- USD/CAD stalls at 1.2400, retreated to 1.2350 on good Canadian macroeconomic data.
- Positive market mood, and rising crude oil prices, boost the CAD prospects.
- Canadian IHS Markit Manufacturing PMI reading was better than expected.
The USD/CAD slides during the New York session, down 0.27%, trading at 1.2356 at the time of writing. A risk-on market mood, alongside rising crude oil prices, boosts the Canadian dollar.
During the Asian session, the US Dollar was firmly bid, trading as high as 1.2400. However, once the Canadian IHS Markit PMI Manufacturing reading was released, the pair broke beneath the 1.2400 figure as renewed optimism surrounded the Loonie.
US Dollar Index below 94 again, despite rising US T-bond yields
In the meantime, the US Dollar Index, which measures the greenback’s performance against a basket of six peers, slumps 0.18%, breaking below 94, sitting at 93.95. Contrarily, the US T-bond 10-year benchmark note, which dramatically influences the US dollar, rises three and a half basis points, up to 1.589%.

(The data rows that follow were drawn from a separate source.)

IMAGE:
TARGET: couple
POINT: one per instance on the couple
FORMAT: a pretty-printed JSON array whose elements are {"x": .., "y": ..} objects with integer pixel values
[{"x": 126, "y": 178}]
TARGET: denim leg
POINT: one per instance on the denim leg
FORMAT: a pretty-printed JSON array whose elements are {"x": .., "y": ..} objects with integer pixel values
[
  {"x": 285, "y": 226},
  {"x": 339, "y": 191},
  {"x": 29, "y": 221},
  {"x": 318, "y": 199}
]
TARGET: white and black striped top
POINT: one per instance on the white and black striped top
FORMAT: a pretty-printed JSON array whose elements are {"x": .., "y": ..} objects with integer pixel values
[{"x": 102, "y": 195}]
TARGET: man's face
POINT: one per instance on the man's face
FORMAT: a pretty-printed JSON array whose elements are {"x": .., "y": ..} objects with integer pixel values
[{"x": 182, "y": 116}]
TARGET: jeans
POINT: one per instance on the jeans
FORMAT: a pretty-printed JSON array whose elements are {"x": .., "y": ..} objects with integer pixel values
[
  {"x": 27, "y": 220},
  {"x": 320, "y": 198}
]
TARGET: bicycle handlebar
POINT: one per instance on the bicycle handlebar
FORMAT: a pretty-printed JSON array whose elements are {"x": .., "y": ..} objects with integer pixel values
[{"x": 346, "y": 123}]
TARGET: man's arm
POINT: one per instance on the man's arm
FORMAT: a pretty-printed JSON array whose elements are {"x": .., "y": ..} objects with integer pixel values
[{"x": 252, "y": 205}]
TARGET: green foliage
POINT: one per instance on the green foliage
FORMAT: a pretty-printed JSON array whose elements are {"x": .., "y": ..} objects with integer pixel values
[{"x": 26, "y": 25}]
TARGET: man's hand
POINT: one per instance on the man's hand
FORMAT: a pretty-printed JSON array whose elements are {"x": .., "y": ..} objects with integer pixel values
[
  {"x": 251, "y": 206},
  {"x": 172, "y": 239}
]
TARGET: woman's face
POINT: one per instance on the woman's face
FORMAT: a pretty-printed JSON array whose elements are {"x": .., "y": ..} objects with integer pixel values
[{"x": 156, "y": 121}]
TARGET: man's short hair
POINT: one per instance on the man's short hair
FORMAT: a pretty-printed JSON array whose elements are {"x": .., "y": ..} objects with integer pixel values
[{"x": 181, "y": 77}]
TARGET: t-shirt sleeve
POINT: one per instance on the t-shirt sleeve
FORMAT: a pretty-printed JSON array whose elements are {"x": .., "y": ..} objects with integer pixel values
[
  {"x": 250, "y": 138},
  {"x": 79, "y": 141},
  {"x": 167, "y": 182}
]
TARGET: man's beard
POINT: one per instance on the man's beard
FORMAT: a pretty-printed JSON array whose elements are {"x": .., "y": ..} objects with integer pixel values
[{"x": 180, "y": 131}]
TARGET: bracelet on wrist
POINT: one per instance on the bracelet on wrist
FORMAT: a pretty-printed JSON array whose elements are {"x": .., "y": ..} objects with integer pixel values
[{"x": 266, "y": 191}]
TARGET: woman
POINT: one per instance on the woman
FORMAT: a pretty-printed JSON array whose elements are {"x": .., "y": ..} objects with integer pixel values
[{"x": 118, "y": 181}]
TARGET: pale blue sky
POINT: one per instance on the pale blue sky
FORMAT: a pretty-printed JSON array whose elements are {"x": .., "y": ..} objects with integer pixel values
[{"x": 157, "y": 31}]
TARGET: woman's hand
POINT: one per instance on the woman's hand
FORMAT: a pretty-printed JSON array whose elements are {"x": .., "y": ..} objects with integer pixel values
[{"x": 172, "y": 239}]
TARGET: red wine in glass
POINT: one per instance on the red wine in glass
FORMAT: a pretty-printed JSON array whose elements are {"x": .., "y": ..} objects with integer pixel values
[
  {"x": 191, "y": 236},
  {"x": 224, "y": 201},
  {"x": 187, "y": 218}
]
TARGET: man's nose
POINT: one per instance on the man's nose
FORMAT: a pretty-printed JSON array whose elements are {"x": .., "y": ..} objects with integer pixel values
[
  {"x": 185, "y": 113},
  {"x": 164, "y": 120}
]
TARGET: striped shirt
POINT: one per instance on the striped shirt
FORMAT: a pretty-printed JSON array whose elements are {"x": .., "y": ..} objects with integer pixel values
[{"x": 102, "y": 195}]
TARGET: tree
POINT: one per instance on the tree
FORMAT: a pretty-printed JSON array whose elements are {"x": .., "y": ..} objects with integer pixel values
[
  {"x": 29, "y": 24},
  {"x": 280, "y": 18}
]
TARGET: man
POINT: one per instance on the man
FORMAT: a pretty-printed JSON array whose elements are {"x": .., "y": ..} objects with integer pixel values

Canadian IHS Markit Manufacturing PMI reading was better than expected
On the macroeconomic front, the Canadian economic docket featured the IHS Markit Manufacturing PMI for October rose to 57.7, better than the 57.2 expected and higher than the September reading. That motivated CAD bulls, which promptly spurred a downward move towards the 1.2350 familiar level, but lacked the conviction to push the pair towards 1.2300, as the Federal Reserve November meeting, is around the corner.

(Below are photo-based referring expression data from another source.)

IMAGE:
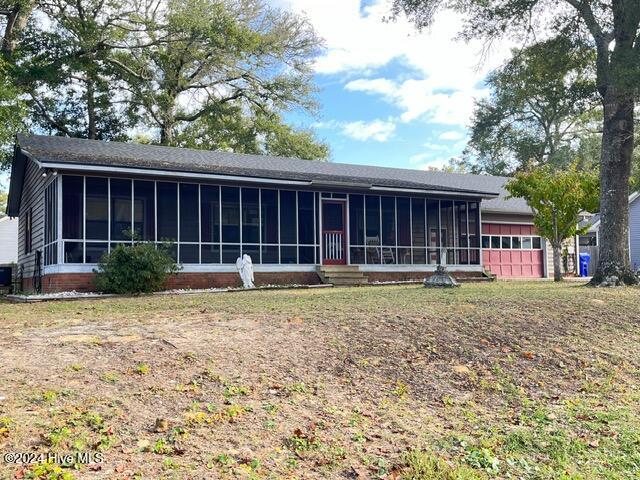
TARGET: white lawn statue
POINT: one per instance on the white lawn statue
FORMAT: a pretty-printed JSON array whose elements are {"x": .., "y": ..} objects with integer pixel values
[{"x": 245, "y": 269}]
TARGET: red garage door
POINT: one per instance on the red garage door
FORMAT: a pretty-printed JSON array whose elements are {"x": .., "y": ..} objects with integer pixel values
[{"x": 511, "y": 251}]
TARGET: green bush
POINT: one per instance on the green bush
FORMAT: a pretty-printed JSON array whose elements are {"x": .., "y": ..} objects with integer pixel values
[{"x": 138, "y": 268}]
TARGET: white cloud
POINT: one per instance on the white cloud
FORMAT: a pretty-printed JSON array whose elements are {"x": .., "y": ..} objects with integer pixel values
[
  {"x": 436, "y": 164},
  {"x": 451, "y": 135},
  {"x": 441, "y": 76},
  {"x": 377, "y": 130}
]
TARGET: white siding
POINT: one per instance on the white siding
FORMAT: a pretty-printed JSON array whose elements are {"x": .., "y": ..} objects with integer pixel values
[
  {"x": 8, "y": 240},
  {"x": 634, "y": 233}
]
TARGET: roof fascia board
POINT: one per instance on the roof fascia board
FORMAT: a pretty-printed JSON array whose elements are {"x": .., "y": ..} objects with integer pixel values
[
  {"x": 167, "y": 173},
  {"x": 239, "y": 178},
  {"x": 446, "y": 193}
]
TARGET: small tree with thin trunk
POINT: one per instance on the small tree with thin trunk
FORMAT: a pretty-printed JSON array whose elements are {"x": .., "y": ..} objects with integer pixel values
[{"x": 557, "y": 198}]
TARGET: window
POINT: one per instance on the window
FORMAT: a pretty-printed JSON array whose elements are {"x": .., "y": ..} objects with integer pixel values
[
  {"x": 210, "y": 215},
  {"x": 167, "y": 211},
  {"x": 288, "y": 210},
  {"x": 28, "y": 232},
  {"x": 144, "y": 210},
  {"x": 72, "y": 207},
  {"x": 97, "y": 208},
  {"x": 250, "y": 217},
  {"x": 189, "y": 227}
]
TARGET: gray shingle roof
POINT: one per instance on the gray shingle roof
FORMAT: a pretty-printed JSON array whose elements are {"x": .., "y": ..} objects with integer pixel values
[{"x": 50, "y": 149}]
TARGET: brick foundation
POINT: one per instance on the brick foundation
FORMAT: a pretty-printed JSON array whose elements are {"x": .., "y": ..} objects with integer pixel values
[{"x": 84, "y": 282}]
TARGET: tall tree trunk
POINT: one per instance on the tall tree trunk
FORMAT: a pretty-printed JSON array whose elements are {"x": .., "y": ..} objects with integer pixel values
[
  {"x": 166, "y": 133},
  {"x": 614, "y": 265},
  {"x": 92, "y": 130},
  {"x": 17, "y": 19},
  {"x": 557, "y": 262}
]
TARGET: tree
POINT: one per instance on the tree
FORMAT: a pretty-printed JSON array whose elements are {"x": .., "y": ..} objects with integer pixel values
[
  {"x": 216, "y": 56},
  {"x": 611, "y": 29},
  {"x": 231, "y": 129},
  {"x": 4, "y": 198},
  {"x": 543, "y": 100},
  {"x": 557, "y": 197}
]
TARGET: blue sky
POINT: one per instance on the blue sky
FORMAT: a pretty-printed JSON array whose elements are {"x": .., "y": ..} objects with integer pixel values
[{"x": 389, "y": 95}]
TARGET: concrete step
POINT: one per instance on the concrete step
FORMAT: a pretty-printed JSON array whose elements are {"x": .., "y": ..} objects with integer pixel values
[
  {"x": 339, "y": 268},
  {"x": 348, "y": 281},
  {"x": 343, "y": 274}
]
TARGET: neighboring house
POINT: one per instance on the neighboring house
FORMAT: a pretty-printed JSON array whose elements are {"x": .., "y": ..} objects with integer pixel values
[
  {"x": 77, "y": 198},
  {"x": 590, "y": 241},
  {"x": 8, "y": 240}
]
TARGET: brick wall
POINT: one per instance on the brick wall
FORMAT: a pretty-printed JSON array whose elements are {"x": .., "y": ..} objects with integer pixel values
[{"x": 83, "y": 282}]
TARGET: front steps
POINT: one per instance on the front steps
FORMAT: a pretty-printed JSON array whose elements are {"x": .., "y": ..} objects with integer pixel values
[{"x": 342, "y": 275}]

Concerning the US economic docket, the Institute for Supply Management (ISM) revealed the Manufacturing PMI for October, which rose to 60.8 more than the 60.6 estimated. Although the reading was good, it fell short against the September reading. Moreover, the new orders slumped to a 16-month low as factories continued to experience raw materials shipment delays.
USD/CAD Price Forecast: Technical outlook
The USD/CAD pair unsuccessfully tested a downslope resistance trendline, which caused a retracement from 1.2400 towards 1.2360, in line with the downward bias depicted by daily moving averages (DMA’s) located above the spot price. Furthermore, the price action of the last eight days has formed a bearish flag, which in case of a downward break, would open the door for 1.2278, immediately followed by the June 23 low at 1.2252.
The Relative Strength Index (RSI) is at 37, well below the 50-mid line edging slightly lower, indicating that bears are in control. However, fundamental and macroeconomic news suggests that market participants would remain on the sidelines, awaiting the Federal Reserve meeting.